Introduction to Education opened my eyes to the racial and socioeconomic struggles that students and families face every day navigating the educational system in America. The problems that exist are problems that I previously thought existed only in history books. However after learning about unfair school funding, tracking and especially the use of “traditional” curricula, the harsh reality of inequality in America became impossible to overlook. Despite governmental attempts (such as the No Child Left Behind Act) to ameliorate unequal education in America, deep-rooted systematic and institutional racism and classism (which leave unprivileged children at an astounding disadvantage to their rich, white peers) should be relieved through the implementation of multicultural and multiethnic curricula.

From what I have learned in this class, I believe that multicultural education is the necessary first step that must be taken in pursuit of true academic equality for all students. I think that it is often easy to suggest that we must revise national standards and curriculum in order to create a better education system. The implementation of multicultural curricula would provide all students with an equitable, educational opportunity, fight against stereotypes, prejudices and discriminatory behavior, promote open-mindedness and the ability to analyze things from multiple perspectives, and give students the tools necessary to critique society with the goal of social justice in mind.

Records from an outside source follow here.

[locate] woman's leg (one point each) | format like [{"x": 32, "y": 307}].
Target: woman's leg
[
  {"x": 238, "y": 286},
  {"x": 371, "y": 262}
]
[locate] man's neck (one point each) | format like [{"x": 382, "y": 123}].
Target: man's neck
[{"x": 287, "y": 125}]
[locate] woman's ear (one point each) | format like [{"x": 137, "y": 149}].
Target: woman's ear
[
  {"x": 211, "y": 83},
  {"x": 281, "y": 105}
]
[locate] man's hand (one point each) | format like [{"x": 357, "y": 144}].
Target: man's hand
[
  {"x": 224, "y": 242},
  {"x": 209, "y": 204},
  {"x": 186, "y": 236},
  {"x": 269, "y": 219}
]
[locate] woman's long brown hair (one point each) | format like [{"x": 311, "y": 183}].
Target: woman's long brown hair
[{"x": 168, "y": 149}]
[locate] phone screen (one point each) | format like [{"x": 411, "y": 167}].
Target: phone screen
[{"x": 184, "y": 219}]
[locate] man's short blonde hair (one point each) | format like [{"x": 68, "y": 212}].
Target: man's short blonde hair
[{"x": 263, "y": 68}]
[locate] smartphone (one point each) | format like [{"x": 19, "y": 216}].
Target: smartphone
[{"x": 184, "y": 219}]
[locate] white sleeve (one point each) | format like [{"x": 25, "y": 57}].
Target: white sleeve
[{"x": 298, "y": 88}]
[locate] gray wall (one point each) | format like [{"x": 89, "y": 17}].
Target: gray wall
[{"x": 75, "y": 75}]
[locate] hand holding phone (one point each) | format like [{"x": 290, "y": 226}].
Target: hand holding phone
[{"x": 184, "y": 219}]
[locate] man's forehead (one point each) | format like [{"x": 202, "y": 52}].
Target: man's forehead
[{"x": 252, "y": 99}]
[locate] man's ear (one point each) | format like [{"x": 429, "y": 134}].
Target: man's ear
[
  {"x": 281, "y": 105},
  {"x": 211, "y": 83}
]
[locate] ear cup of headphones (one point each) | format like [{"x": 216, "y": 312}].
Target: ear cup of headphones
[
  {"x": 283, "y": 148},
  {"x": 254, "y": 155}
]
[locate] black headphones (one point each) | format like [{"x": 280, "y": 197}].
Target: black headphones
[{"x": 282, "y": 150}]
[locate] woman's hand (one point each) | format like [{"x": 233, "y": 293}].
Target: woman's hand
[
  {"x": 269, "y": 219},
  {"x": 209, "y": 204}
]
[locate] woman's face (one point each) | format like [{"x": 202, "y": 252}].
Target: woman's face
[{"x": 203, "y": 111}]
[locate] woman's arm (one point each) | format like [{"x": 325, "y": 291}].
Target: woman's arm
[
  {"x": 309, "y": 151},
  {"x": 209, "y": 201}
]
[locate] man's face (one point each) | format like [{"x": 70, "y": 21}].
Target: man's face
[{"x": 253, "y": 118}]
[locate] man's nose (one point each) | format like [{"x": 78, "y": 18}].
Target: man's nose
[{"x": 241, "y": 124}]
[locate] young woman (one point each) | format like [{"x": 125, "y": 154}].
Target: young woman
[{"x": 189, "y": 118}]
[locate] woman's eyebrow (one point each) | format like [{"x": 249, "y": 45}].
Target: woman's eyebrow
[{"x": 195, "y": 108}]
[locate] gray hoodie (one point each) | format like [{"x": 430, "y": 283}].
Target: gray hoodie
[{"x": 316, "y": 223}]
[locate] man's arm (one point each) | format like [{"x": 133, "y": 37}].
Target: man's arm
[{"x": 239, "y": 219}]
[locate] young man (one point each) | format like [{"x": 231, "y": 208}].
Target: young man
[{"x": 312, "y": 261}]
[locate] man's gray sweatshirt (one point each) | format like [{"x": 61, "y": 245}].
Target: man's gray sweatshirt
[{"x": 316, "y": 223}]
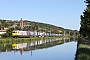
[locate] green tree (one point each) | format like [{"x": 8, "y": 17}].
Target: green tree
[
  {"x": 8, "y": 33},
  {"x": 85, "y": 21}
]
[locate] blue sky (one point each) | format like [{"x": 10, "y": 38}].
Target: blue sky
[{"x": 62, "y": 13}]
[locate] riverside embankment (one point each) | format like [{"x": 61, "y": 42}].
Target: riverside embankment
[{"x": 83, "y": 49}]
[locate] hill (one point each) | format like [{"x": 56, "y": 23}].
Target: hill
[{"x": 33, "y": 26}]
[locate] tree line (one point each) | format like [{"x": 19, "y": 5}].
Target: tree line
[{"x": 85, "y": 21}]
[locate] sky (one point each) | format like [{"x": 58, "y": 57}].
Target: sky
[{"x": 62, "y": 13}]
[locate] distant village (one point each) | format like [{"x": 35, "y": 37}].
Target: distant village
[{"x": 2, "y": 31}]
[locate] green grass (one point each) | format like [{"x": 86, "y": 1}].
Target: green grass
[{"x": 83, "y": 52}]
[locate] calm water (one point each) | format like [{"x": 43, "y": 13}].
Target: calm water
[{"x": 52, "y": 49}]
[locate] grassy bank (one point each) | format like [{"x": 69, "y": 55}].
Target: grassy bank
[{"x": 83, "y": 51}]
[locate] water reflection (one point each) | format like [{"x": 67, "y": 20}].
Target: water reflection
[{"x": 30, "y": 46}]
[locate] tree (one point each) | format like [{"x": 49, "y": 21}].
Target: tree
[
  {"x": 85, "y": 21},
  {"x": 8, "y": 33}
]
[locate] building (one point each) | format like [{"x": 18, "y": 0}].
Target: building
[
  {"x": 2, "y": 32},
  {"x": 21, "y": 23}
]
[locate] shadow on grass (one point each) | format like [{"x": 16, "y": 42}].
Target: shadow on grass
[{"x": 83, "y": 54}]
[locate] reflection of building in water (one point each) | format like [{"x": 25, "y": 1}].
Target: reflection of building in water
[{"x": 39, "y": 44}]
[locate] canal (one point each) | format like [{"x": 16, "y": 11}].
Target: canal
[{"x": 51, "y": 49}]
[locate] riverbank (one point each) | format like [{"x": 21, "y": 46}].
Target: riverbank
[
  {"x": 83, "y": 49},
  {"x": 20, "y": 40}
]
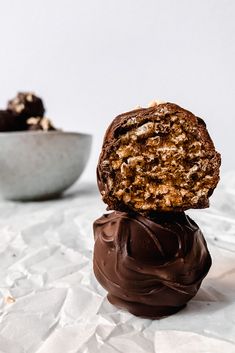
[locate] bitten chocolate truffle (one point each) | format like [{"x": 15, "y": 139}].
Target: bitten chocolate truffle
[
  {"x": 10, "y": 122},
  {"x": 26, "y": 105},
  {"x": 157, "y": 159},
  {"x": 37, "y": 123},
  {"x": 151, "y": 268}
]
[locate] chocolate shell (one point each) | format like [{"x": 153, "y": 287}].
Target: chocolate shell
[
  {"x": 157, "y": 159},
  {"x": 151, "y": 268}
]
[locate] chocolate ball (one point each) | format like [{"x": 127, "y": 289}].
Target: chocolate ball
[
  {"x": 151, "y": 268},
  {"x": 10, "y": 122},
  {"x": 157, "y": 159},
  {"x": 39, "y": 124},
  {"x": 26, "y": 105}
]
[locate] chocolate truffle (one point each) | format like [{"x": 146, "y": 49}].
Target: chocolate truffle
[
  {"x": 38, "y": 123},
  {"x": 152, "y": 268},
  {"x": 10, "y": 122},
  {"x": 26, "y": 105},
  {"x": 157, "y": 159}
]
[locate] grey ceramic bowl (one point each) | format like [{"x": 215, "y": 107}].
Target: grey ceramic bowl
[{"x": 39, "y": 165}]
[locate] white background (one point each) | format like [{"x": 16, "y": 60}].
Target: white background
[{"x": 93, "y": 59}]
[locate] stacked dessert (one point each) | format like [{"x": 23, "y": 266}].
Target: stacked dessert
[
  {"x": 155, "y": 163},
  {"x": 25, "y": 112}
]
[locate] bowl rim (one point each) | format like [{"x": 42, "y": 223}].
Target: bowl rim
[{"x": 44, "y": 133}]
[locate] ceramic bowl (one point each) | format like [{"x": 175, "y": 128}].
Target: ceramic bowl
[{"x": 40, "y": 165}]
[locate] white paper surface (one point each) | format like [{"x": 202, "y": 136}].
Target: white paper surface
[{"x": 50, "y": 301}]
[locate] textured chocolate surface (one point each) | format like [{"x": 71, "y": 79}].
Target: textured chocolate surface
[
  {"x": 26, "y": 105},
  {"x": 38, "y": 123},
  {"x": 157, "y": 159},
  {"x": 10, "y": 122},
  {"x": 152, "y": 268}
]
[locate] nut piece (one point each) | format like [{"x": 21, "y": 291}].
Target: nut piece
[{"x": 157, "y": 159}]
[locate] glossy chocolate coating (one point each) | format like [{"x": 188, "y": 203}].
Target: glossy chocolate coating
[{"x": 152, "y": 268}]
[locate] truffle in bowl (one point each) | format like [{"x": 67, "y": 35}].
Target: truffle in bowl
[{"x": 38, "y": 165}]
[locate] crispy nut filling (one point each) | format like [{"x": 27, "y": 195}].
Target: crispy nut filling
[{"x": 161, "y": 164}]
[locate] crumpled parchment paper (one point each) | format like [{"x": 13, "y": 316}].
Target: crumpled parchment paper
[{"x": 50, "y": 301}]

Looking to countries like Finland, Korea and Singapore, we see incredibly successful educational systems and wonder if we could ever emulate it here in America. I would love to believe that the answer is yes. I believe that although our nation has serious racial issues (and people who still deny those very issues), we can succeed in creating a system that is fair and equal for each and every American child through the implementation of multicultural curricula.

Aven La Rosa is a School of Arts and Sciences sophomore majoring in anthropology and French.